TURNER, GEORGE KIBBE. Encyclopedia of American Journalism

The daughters of the poor “flood east through narrow streets
in a winter’s twilight,” George Kibbe Turner (1869–1952)
wrote, “returning to their homes in the East Side tenements. The exploitation of young women as money-making machines has reached a development on the East Side
of New York probably equaled not anywhere in the world”
(Weinberg and Weinberg 1961, 420). Turner’s investigation
of Tammany Hall’s determination to “wholesale the bodies” of the daughters of the poor “at good profit” and to
push their plan nationwide (Weinberg and Weinberg 1961,
429) would contribute to passage of the Mann Act making
it a federal crime to transport women across state lines for
purposes of prostitution.
One of the Progressive Era’s most effective muckrakers,
Turner was born in Quincy, Illinois, the son of Rhodolphus K. Turner, a real estate broker, and Sarah Ella Kibbe
Turner. Turner’s lifelong interest in Progressive causes was
stirred at Williams College, where he graduated in 1890,
and during a fifteen-year apprenticeship as a reporter at the
Springfi eld (Massachusetts) Republican under taskmaster
Samuel Bowles. Turner became a contributor to McClure’s
Magazine in 1899 and a staff writer seven years later, specializing in urban problems.
In 1906, Turner traveled to Galveston, Texas, to report on
the aftermath of the September, 1900, hurricane that killed
six thousand of the town’s thirty-seven thousand residents,
and destroyed half the homes and businesses. Later that
year, Turner wrote in McClure’s about a “revolution in local
government,” established when local commissioners successfully oversaw the city’s rebuilding (McClure’s Magazine, October 1906, 611). The construction of a seawall, the
raising of the city’s grade, and the building of a causeway
connecting the island to the mainland converted Turner to
the cause of commission government. Twelve million copies
of his article were reprinted and in the decade-long debate
that followed more than three hundred cities experimented
in non-partisan commission forms of government.
Turner reported on Chicago’s “dealers in dissipation” in
1907, and observed that “the basic guarantees of civilization” had broken down (Kibbe 1907, 576–577).
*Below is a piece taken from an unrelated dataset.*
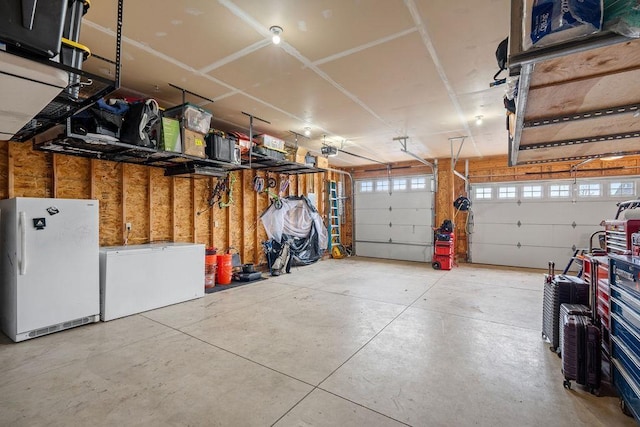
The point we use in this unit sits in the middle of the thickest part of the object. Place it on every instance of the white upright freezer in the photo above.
(49, 266)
He uncovered a citywide conspiracy involving ward politicians,
police, and the courts, that netted liquor, prostitution, and
gambling interests $135 million annually. Turner’s reporting prompted civic reformers to demand action. Chicago’s
vice commission, launched in 1910, became the model for
Progressive-minded reforms in cities across America.
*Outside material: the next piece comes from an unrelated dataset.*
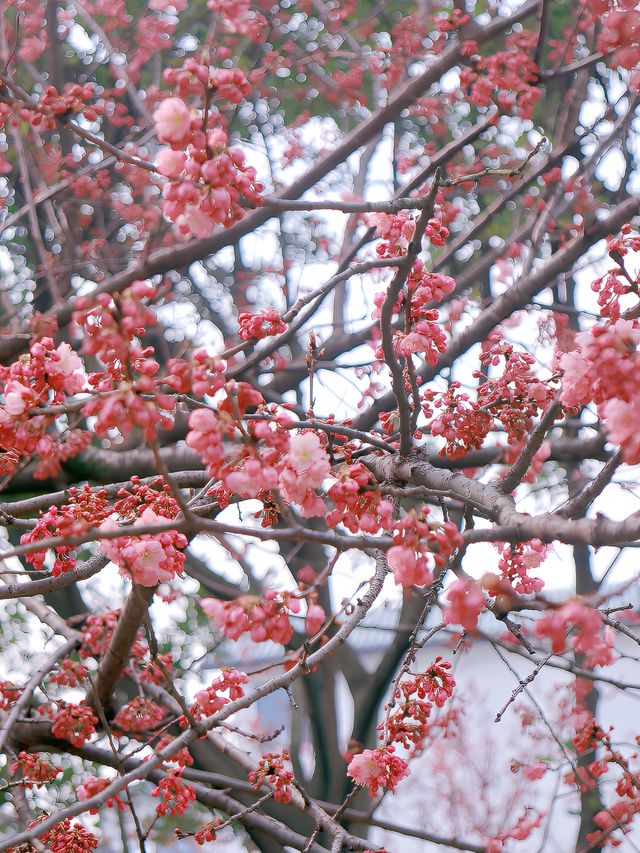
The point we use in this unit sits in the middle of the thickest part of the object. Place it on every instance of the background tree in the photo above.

Public reaction to Turner’s muckraking was even more
immediate in 1909 after McClure’s published his article
“Tammany’s Control of New York by Professional Criminals” that alleged the complicity of city officials in New
York’s growing prostitution problem. “Daughters of the
Poor, “published in McClure’s five months later, detailed the
“closely organized machine” of slum politicians that preyed
upon New York’s tenement population while exporting procurement to other large cities (Weinberg and Weinberg 1961, 412–413). In January 1910, Turner was subpoenaed
for two days of testimony before a grand jury investigating
organized crime in the city. The publicity led to Congressional passage of the Mann Act on June 25, 1910, and vice
commission initiatives in Minneapolis, Portland, Hartford,
and other American cities.
Turner muckraked corporate capitalism for McClure’s in
a seven-part series co-written with John Moody between
1910 and 1911. Thereafter, he turned to fiction and film
scripts. Turner married Julia Hawks Parker in 1892. Some
historians see Turner as the author who contributed to the
moral panics stemming from America’s uncertain encounter with modernity. Others see him as one of the most effective muckraking reformers of the Progressive Era.
Further Reading
Bridges, Lamar W. “George Kibbe Turner of McClure’s Magazine.” Journalism Quarterly 61, 1984.
Filler, Louis Crusaders for American Liberalism. New York:
Harcourt, Brace, 1939.
New York Times, February 16, 1952.
Turner, George Kibbe. “The City of Chicago: A Study of the Great
Immoralities.” McClure’s Magazine, April 1907.
——. “The Daughters of the Poor.” McClure’s Magazine, November 1909.
——. “Galveston: A Business Corporation.” McClure’s Magazine, October 1906.
——. “The Men Who Learned to Fly.” McClure’s Magazine, February 1908.
Weinberg, Arthur, and Lila Weinberg, eds. The Muckrakers: The
Era in Journalism That Moved America to Reform. New
York: Simon and Schuster, 1961.
Wilson, Harold S. McClure’s Magazine and the Muckrakers.
Princeton, NJ: Princeton University, 1970.